Dom Escritor
Dom Escritor
Talvez similar a Dom Quixote. Um sonhador que tem a necessidade de dividir suas idéias com os que o cercam. Alguns possuem idéias fabulosas e sentem enorme dificuldade em colocá-las no papel. Talvez um pouco de preguiça, impaciência, falta de hábito. Eu por exemplo, tenho o hábito de “favelizar” (é o que diz a esposa) a casa pregando bilhetinhos nos equipamentos com 3 ou 4 linhas mais ou menos assim: “sábado dia 08 ligar para técnico que troca refil do filtro. Trocar a mangueira também”. Todo objeto (enfeite, principalmente) que compramos eu coloco uma etiqueta com data de aquisição em local ultra discreto para visitantes amigos não me chamarem de “paranóico”. Quando ela diz que a cafeteira está “velha” e precisamos de outra, mostro a data e alego que a “jovem” ainda não completou seu segundo aniversário em nossa casa. Com isto preservo o aparelho (e o orçamento) por mais alguns meses.
Quando meu sobrinho tinha 5 ou 7 anos e começava a ser alfabetizado, notei que em seu caderno da escola vinha uma anotação da Professora do tipo: - construir três frases distintas com as palavras “banana”, bolsa” e “camisa”. E o guri terminava sua tarefa em 90 segundos escrevendo:
- a banana está gostosa.
- a bolsa é bonita.
- a camisa é azul.
Para aumentar seu vocabulário e obrigá-lo a gastar neurônios por 15 minutos, eu acrescentava no pedido sob forma de desafio remunerado (perto de U$ 0,50):
Mínimo de 8 palavras sendo proibido usar os verbos “ser” e “estar”.
No primeiro dia ele demorou 8 minutos (deixei-o folhear um jornal para ajudar) para editar a primeira frase: “- compramos bananas baratas na feira de domingo perto de casa”.

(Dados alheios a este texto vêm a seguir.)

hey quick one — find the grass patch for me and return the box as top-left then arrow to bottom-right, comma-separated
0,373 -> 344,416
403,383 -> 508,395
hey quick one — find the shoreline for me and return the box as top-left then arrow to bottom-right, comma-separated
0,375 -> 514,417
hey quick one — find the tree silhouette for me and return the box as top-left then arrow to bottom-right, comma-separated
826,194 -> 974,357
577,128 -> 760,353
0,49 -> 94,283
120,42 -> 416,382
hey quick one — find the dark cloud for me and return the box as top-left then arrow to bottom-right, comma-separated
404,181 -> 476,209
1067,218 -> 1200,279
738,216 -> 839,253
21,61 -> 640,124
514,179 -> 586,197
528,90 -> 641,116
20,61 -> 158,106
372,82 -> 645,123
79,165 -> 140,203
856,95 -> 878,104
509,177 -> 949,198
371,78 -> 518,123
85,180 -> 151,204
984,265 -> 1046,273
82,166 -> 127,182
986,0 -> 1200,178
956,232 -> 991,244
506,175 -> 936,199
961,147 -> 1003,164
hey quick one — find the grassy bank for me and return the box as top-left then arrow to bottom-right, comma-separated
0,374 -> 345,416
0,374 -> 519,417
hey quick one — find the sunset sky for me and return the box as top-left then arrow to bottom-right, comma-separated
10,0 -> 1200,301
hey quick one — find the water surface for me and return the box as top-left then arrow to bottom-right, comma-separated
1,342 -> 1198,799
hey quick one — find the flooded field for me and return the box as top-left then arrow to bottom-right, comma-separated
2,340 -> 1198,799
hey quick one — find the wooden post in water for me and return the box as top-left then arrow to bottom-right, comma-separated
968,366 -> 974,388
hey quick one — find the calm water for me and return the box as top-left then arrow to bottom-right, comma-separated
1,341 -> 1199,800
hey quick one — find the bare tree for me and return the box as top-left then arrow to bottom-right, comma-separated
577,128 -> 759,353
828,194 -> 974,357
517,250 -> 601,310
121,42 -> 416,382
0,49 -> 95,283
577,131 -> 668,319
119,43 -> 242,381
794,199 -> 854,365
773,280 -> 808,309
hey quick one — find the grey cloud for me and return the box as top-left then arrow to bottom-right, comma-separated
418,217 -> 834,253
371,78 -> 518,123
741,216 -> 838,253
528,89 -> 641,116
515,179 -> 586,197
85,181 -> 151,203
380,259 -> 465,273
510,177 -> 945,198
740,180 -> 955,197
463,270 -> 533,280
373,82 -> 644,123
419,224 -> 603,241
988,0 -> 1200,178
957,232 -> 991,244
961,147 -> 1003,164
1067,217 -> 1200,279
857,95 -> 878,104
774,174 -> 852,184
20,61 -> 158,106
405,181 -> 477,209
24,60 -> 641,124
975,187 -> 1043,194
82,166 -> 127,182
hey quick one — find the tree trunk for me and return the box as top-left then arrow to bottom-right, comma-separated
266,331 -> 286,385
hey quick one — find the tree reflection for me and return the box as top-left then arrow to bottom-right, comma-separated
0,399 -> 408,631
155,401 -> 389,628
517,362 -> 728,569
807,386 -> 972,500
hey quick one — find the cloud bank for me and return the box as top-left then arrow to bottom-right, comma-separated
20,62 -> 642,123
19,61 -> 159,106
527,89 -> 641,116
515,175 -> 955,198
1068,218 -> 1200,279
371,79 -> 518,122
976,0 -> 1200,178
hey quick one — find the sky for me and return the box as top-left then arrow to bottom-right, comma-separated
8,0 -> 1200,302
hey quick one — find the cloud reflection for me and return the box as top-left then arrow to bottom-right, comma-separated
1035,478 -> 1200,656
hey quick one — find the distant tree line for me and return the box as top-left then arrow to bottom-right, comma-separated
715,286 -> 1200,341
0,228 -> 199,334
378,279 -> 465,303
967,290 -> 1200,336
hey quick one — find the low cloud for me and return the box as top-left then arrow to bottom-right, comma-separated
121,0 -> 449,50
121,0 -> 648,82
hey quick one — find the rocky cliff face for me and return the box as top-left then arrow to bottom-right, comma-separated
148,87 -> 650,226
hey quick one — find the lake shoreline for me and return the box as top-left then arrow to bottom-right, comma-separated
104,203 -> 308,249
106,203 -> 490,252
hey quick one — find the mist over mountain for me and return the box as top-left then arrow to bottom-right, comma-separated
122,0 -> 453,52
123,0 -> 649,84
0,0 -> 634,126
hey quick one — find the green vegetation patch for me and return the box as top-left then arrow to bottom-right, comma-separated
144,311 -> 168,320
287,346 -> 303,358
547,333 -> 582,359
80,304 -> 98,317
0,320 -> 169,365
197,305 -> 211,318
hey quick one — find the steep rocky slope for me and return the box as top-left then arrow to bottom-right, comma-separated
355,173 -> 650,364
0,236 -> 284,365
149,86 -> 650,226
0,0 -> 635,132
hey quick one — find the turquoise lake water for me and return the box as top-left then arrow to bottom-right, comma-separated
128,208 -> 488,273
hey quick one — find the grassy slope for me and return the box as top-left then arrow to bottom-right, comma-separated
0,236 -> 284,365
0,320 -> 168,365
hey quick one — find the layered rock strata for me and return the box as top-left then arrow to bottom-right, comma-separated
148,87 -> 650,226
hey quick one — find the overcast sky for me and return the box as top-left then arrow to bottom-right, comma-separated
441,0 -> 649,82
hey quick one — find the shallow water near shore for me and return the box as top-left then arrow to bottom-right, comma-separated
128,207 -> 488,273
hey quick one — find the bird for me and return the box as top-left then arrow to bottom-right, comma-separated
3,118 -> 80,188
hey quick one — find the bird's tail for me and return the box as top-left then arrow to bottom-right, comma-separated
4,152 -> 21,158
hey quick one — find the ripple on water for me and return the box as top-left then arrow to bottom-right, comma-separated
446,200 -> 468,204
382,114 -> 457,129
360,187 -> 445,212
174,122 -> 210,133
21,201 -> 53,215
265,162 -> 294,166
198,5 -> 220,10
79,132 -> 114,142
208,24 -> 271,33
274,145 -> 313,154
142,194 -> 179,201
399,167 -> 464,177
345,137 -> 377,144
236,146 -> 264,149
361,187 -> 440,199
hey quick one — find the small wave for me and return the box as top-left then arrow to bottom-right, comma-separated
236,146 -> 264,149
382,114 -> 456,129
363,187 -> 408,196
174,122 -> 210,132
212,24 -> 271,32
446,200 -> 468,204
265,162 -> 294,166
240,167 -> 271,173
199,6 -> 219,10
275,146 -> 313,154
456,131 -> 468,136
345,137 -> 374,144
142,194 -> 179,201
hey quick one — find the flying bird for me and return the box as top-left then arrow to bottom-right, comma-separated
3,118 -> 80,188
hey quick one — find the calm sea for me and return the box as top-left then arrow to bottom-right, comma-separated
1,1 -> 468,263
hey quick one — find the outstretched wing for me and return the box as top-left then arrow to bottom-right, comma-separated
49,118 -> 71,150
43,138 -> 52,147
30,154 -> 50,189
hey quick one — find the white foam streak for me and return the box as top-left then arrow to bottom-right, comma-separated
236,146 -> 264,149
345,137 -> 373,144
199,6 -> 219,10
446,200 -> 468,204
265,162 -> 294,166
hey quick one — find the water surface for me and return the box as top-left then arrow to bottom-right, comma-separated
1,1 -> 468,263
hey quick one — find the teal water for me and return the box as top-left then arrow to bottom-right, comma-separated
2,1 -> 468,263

Depois de um mês de treino ele não gastava mais de 3 minutos para confeccionar 5 a 10 frases.
Aproveitei o embalo para aguçar sua atenção e criatividade com duas atitudes básicas e econômicas.
1 - A partir de uma notícia de jornal descrevendo algo útil, pedia que ele desenhasse uma imagem que tivesse relação com a nota e a ilustrasse com clareza. Depois de 10 desenhos produzidos, até ponteiros de relógios no pulso de algum personagem ele acrescentava.
2 - A partir de uma foto de revista (não pornográfica) pedia para ele escrever um texto entre 15 e 20 linhas que detalhasse a imagem. A descrição alongava-se acima de 30 linhas, trazendo dados de “antes” do instante registrado na película.
Depois de 6 meses de atividades, parei com os desafios pois ele estava me “sangrando” em quase U$ 50,00 por mês.
Ele não se tornou desenhista nem escritor de contos. Mas agora analisa bastante as opções antes de tomar alguma decisão num instante de escolha.
Infelizmente está votando nulo pois já percebeu que não temos opções úteis. Também sabe que a ruptura com o atual cenário que nos sufoca tem dois caminhos:
1- Educando, disciplinando, praticando, participando, exigindo, não esmorecendo. Dentro deste contexto civilizado, isto deve demorar 100 a 200 anos a partir do instante que começar.
2- Da forma bárbara, através de rebeliões simultâneas que podem se alastrar de forma descontrolada ceifando vidas de milhares de inocentes. Típica convulsão social que pode ocorrer dentro de 25 ou 30 anos a continuar o ritmo do aperto do cinto.
Torcemos para que tal possa ser evitado se conseguirmos aumentar as hostes de bravos escritores lúcidos. Que não se sintam apenas um “dom escritor”. Mas elevem seu dom com simplicidade.
E que sejam lidos com atenção.
Que tenhamos a capacidade de entender os registros disponíveis e possamos alastrar claras mensagens que retirem o rebanho da hipnose maléfica provocada pelas armas virtuais usadas com habilidade pelos mentores da “escravidão mental” que já envolve mais de 50% de nossos jovens.